Sergei Bobrovsky Tells Russian Reporter There Was "No Chance" He Would Re-Sign With the Blue Jackets

By Rob Mixer on July 24, 2019 at 10:30 am
Former Columbus Blue Jackets goaltender Sergei Bobrovsky spoke to a Russian reporter about what went wrong in Columbus this year, and why he chose to sign elsewhere.

Sergei Bobrovsky's training camp press conference seemed to lay the groundwork for his inevitable exit – and we know now, after signing a seven-year deal with the Florida Panthers – but he kept details close to the vest.

That ambiguity has now ceased.

In speaking with Russian journalist Daria Tuboltseva (and shared by hockey reporter Igor Eronko), Bobrovsky shed light on what truly happened in his slow-burning divorce with the Blue Jackets. The comments by John Tortorella and Jarmo Kekalainen after the 2018 playoff defeat to the Washington Capitals regarding a sports psychologist, his "leave the bench" incident and subsequent suspension, and much more.

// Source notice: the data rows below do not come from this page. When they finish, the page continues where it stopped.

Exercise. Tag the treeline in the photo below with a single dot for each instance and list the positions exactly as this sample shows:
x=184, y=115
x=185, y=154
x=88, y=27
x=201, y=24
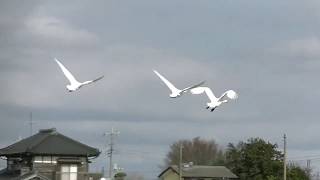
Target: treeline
x=255, y=159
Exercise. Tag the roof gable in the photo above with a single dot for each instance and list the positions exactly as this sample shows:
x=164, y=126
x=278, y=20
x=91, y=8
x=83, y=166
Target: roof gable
x=49, y=142
x=202, y=171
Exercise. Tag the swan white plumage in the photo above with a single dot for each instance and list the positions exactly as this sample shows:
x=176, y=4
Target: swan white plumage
x=74, y=84
x=214, y=101
x=175, y=92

It's incredibly revealing stuff.

"No chance I'd sign an extension" is pretty damning.

Bobrovsky went on to say that the Blue Jackets tried to re-sign him throughout the season, and it's believed (and has been reported) that Columbus made another attempt to sign him before free agency opened on July 1, when he signed with the Panthers.

When Tortorella said this was the most interesting season he'd ever coached, he certainly wasn't kidding.

Bobrovsky had his exit planned for a while and still managed to play some of his best hockey down the stretch and into the Stanley Cup Playoffs, helping the Blue Jackets sweep the Tampa Bay Lightning in the opening round – an important step for both the organization and for Bobrovsky, who had a track record of poor performance in the postseason.

Here, Bobrovsky talks about how his time with the Blue Jackets ended:

Probably after the playoffs with Washington. I do not want to delve into the dirty laundry, for me this is an inverted page, now I look forward, my heart belongs to Florida. As for Columbus, I am grateful to both the guys and the organizations for the seven years I have spent there. We had both ups and downs. All that was, that was. We shook hands with the general manager, with the head coach and our paths diverged.

And, finally, his relationship with Tortorella:

He behaves with everyone like that. If he does not like the behavior of a player, then he will put pressure on him. But he has many advantages. It was with the arrival of Tortsa that the team began to play in a new way. He set discipline. He demanded the maximum from each player. We began to constantly go to the playoffs. He is also a subtle psychologist and a very strong motivator.